Don't be afraid to wait. The field is evolving quickly. Treatments that aren't widely available or well-evidenced today may be considerably better characterised in two or three years.
Looking ahead
Regenerative medicine for canine arthritis is genuinely promising. The science is sound in principle. The early evidence is encouraging. The mechanisms make sense. As the field matures, with better standardisation and more rigorous clinical trials, the picture will become clearer.
In five years, we'll likely have:
- Better evidence about which dogs benefit most
- More refined protocols (cell numbers, treatment frequencies, combination approaches)
- Lower costs as the technology becomes more accessible
- Newer approaches building on what's been learned
- Clearer guidance on when regenerative medicine belongs in the treatment algorithm
For now, the honest position is that these treatments have a place, but a more limited place than the most enthusiastic marketing suggests. They're not the first thing to reach for. They're a consideration after the foundation is solid, for specific situations, with realistic expectations.
A final thought

I've been somewhat sceptical in this article, which deserves explanation. It's not because I think regenerative medicine doesn't work. It's because I think owners deserve honest information when significant money is involved, and the marketing around regenerative medicine has at times outrun the evidence in ways that have damaged patient interests.
The treatments may genuinely help your dog. They may also fail to deliver the improvement you hoped for. The honest position is uncertainty, with the responsibility to make the best decision with the available information.
If you're considering regenerative therapy for your dog, do so with eyes open. Ask the questions. Understand what the evidence does and doesn't support. Set realistic expectations. Choose a centre with genuine expertise rather than aggressive marketing. Know what you're spending and what you might get for it.
Your dog deserves the benefit of the latest treatments where they're appropriate, but they also deserve protection from being subjected to treatments whose evidence base doesn't match the cost or the hype. The honest middle ground is where good clinical decision-making happens.
The field is moving. We'll have better answers in coming years. For now, regenerative medicine is one option in a broader toolkit, neither the panacea sometimes suggested nor the snake oil sometimes implied. Used thoughtfully, in the right cases, with realistic expectations, it has its place.
References
- Olsson DC, Teixeira BL, Jeremias TDS, Réus JC, De Luca Canto G, Porporatti AL, Trentin AG. Administration of mesenchymal stem cells from adipose tissue at the hip joint of dogs with osteoarthritis: A systematic review. Research in Veterinary Science, 2021;135:495-503.
- Brondeel C, Pauwelyn G, de Bakker E, Saunders J, Samoy Y, Spaas JH. Mesenchymal stem cell therapy in canine osteoarthritis research: "Experientia Docet" (experience will teach us). Frontiers in Veterinary Science, 2021;8:668881.
- Halperin S. Stem cells in canine osteoarthritis.
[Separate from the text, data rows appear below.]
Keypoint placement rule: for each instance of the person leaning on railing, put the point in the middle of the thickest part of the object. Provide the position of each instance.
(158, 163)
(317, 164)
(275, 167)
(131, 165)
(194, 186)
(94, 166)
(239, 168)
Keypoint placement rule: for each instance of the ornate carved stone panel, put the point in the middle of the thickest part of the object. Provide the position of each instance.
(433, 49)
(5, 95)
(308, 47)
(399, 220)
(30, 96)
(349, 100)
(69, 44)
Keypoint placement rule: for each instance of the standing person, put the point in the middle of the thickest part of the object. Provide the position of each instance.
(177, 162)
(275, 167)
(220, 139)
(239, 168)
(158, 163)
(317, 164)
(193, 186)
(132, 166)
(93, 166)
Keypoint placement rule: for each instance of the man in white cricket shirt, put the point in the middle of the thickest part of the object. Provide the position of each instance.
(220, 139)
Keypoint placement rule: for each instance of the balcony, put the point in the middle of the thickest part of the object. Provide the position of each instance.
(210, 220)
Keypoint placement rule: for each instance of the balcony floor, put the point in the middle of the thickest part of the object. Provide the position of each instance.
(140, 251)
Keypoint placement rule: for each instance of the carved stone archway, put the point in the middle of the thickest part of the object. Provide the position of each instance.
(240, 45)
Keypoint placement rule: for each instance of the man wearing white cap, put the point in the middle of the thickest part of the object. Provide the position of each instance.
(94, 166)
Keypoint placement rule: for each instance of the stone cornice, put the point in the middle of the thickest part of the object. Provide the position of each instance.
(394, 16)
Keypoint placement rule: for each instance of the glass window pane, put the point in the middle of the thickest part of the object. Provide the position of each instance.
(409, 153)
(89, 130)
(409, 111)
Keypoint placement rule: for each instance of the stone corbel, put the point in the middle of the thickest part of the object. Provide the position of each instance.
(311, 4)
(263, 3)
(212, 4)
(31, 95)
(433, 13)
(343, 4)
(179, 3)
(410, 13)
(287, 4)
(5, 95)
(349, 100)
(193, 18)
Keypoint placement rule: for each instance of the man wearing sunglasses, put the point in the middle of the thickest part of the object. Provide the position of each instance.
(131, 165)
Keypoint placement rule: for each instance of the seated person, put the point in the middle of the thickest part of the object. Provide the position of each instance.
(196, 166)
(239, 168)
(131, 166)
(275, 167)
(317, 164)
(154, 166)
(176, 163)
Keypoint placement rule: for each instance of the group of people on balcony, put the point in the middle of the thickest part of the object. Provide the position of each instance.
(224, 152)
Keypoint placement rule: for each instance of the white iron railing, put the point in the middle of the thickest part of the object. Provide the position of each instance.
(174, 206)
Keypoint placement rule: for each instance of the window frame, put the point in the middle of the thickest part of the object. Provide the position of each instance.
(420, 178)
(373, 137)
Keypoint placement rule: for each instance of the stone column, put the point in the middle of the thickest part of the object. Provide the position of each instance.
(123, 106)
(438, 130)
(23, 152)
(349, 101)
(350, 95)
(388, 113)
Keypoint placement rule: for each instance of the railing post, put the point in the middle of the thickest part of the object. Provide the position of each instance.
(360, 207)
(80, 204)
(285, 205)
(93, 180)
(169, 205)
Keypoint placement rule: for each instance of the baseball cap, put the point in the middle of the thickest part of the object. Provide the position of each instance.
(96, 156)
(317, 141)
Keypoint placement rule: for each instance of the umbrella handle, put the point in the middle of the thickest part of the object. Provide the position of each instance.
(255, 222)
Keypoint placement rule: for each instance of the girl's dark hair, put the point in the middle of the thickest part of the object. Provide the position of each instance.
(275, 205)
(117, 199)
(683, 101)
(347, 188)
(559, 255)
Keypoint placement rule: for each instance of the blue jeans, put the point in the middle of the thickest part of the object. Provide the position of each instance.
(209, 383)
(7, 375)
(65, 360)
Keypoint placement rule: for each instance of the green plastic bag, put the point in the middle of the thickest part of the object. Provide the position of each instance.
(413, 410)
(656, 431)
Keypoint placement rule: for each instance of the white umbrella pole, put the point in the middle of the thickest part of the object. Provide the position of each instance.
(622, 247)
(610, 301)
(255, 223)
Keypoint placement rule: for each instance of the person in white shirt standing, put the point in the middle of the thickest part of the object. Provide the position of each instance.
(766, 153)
Part 1: sources, effects and modes of action. Companion Animal, 2025;30(3):32-40.
- Halperin S. Stem cells in canine osteoarthritis. Part 2: case selection, choices, guidelines and outcomes. Companion Animal, 2025;30(4):2-8.
- Halperin S. Stem cells in canine osteoarthritis. Part 3: clinical evidence and practical considerations. Companion Animal, 2025;30(5):2-5.
- Cai XL, Zaki S. The effect of intra-articular platelet-rich plasma injection on pain and lameness in dogs with osteoarthritis. Australian Veterinary Journal, 2025;103(10):663-671.
- Cao M, Ou Z, Sheng R, et al. Efficacy and safety of mesenchymal stem cells in knee osteoarthritis: a systematic review and meta-analysis of randomized controlled trials. Stem Cell Research & Therapy, 2025;16(1):122.
- Sadeghirad B, et al. Mesenchymal stem cell therapy for knee osteoarthritis: a systematic review and individual participant data meta-analysis. Osteoarthritis and Cartilage, 2024;32(10):1207-1219.